The scenes that Palestinian journalists have risked their lives to capture are haunting: young children shaking with fear after surviving airstrikes; lying in pools of blood on crowded hospital floors; lifeless, in the arms of their inconsolable parents. These photographs and videos, which stream out of Gaza endlessly, speak for themselves. Anyone who has seen them, and has a semblance of a moral conscience, will understand the moral necessity of an immediate ceasefire.
But there is a fraction of the population that hasn’t been shown these harrowing images. They will have seen pictures of buildings reduced to rubble — but not of bodies of children ripped to pieces. Mainstream newspapers present a much more sanitized portrait of the war than one sees if one follows Palestinian journalists’ social media accounts. And so the genocide in Gaza — which is being “livestreamed” to some — is largely invisible to many others.

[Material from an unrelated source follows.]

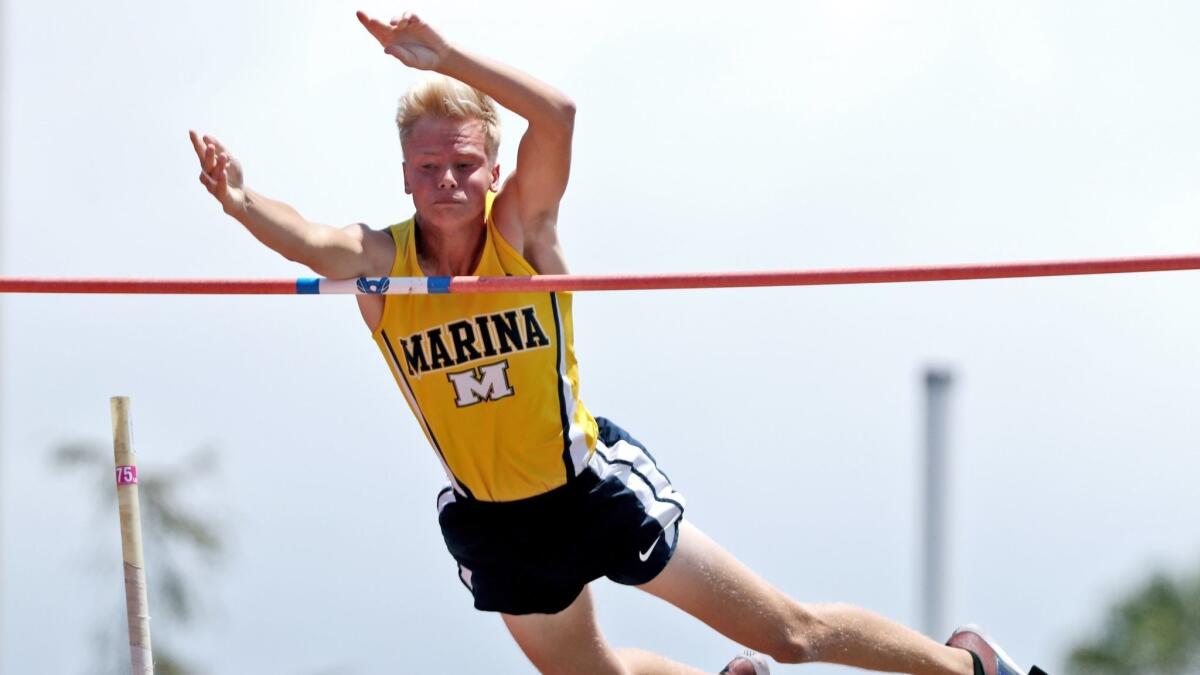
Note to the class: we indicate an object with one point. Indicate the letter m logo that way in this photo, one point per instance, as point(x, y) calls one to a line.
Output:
point(483, 383)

Even active social media users will not see the horrors of the war in Gaza unless they look for them. Graphic violence — when it is not censored outright — is algorithmically demoted, and hidden behind click-through screens. Pro-Palestine accounts have also been disproportionately “shadow-banned,” according to a December Human Rights Watch report.

But herein lies an opportunity for the pro-Palestine movement: I think it can win over many political centrists, and probably even some hawks, simply by showing more people the horrors of this war.
History attests to the power that images of graphic violence can have. In 1967, Martin Luther King was moved to break his silence over the Vietnam War (at a time when the war was still very popular among the American public), after seeing images in Ramparts magazine of Vietnamese children with napalm burns.
In 1982, when Israel was bombing Lebanon, Ronald Reagan was outraged by televised scenes of the violence. So he called up then-prime minister of Israel, Menachem Begin, and demanded that the bombing stop. (It did, within minutes of Reagan’s call.)
Seeing graphic violence may have even stirred up a flicker of moral feeling in Donald Trump. Reportedly, he and Ivanka were moved by photographs of children wounded in a chemical attack in Syria, and this was the impetus for his 2017 decision to launch missile strikes on a Syrian airbase. While I disagree with that policy decision, the case serves to illustrate that seeing the horrors of war can arouse feelings of compassion, and move people into action.
So how can we get more people to see, with their eyes, the unfolding genocide?
Pro-Palestine groups often host screenings of the horrors of the war for audiences of people wearing keffiyehs and waving Palestinian flags. To increase political support for an arms embargo and ceasefire, we need to fill these seats with people who are not yet part of the pro-Palestine movement. We should especially try to reach those with the most political power. U.S. policymakers, journalists, social media influencers, potential political donors and religious leaders of all faiths, should be sent personalized invitations to these screenings.
Antiwar groups could also consider using targeted advertisements to disseminate these images and videos to demographic groups unlikely to otherwise see them. And each of us can help out, by sharing and discussing what we have seen with our family members and friends.
To be clear, I do not propose that activists necessarily share the most graphic images they can find. Such a tactic could backfire, if it leads viewers to shut their computer screens, or to feel disgust in place of empathy. It is probably best to use visuals that are graphic enough to communicate the immensity of the suffering in Gaza, but not so gruesome that they cause viewers to disengage.
Still, these images will be painful to see. Some may take this to be a decisive reason against showing them: In a recent paper, three psychologists at the University of California argue that we should refrain from looking at or sharing any graphic images of the war in Gaza at all, for the sake of our psychological health. (God forbid we Americans experience mental discomfort from the sight of Palestinian children who have been slaughtered with weapons that our own government supplied.)
We can look after ourselves, though, without looking away from the ongoing atrocities. Since awareness of injustice invariably leads to mental anguish — and willful ignorance is not a morally acceptable response — the philosopher Myisha Cherry has emphasized the importance of practicing self- and solidarity care. Journalists and human rights workers have developed strategies for protecting their mental health while viewing images of graphic violence, which we can also deploy.
The Biden-Harris administration, Trump and most members of Congress are currently politically incentivised to oppose an arms embargo. If we can broaden the ceasefire movement’s coalition — by getting more people to see the reality of the war in Gaza — we could alter that political calculation. We might even manage to reach the hearts of some of these cold politicians.